Neurochemical evidence that glycine induces bioenergetical dysfunction

Glycine tissue concentrations are increased particularly in nonketotic and ketotic hyperglycinemia, inherited metabolic disorders characterized by severe neurologic damage and brain abnormalities. The present work investigated the in vitro effects of glycine on important parameters of energy metabolism in the brain of young rats. The parameters analyzed were CO2 generated from glucose, acetate and citrate and the activities of the respiratory chain complexes I-IV, of the citric acid cycle enzymes citrate synthase, aconitase, isocitrate dehydrogenase, α-ketoglutarate dehydrogenase, succinate dehydrogense, fumarase and malate dehydrogenase, of creatine kinase and Na+,K+-ATPase. Our results show that glycine significantly reduced CO2 production from acetate, but not from glucose and citrate, reflecting an impairment of the citric acid cycle function. We also observed that the activity of the mitochondrial enzyme citrate synthase was markedly inhibited by glycine, whereas the other activities of the citric acid cycle were not altered.
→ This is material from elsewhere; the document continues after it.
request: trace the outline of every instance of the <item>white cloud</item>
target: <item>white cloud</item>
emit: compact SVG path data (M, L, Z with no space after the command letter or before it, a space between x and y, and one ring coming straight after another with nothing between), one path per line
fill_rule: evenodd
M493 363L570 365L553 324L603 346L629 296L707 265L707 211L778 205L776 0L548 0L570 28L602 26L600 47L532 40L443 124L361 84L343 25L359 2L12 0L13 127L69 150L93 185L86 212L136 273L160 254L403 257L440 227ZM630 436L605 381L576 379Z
Furthermore, the activity of the respiratory chain was reduced at complexes I-III, II-III and II, as well as of the mitochondrial isoform of creatine kinase and Na+,K+-ATPase. The data indicate that glycine severely impairs brain bioenergetics at the level of energy formation, transfer and utilization. Considering the importance of energy metabolism for brain development and functioning, it is presumed that glycine-induced impairment of brain energy homeostasis may be involved at least in part in the neurological damage found in patients affected by disorders in which brain glycine concentrations are increased.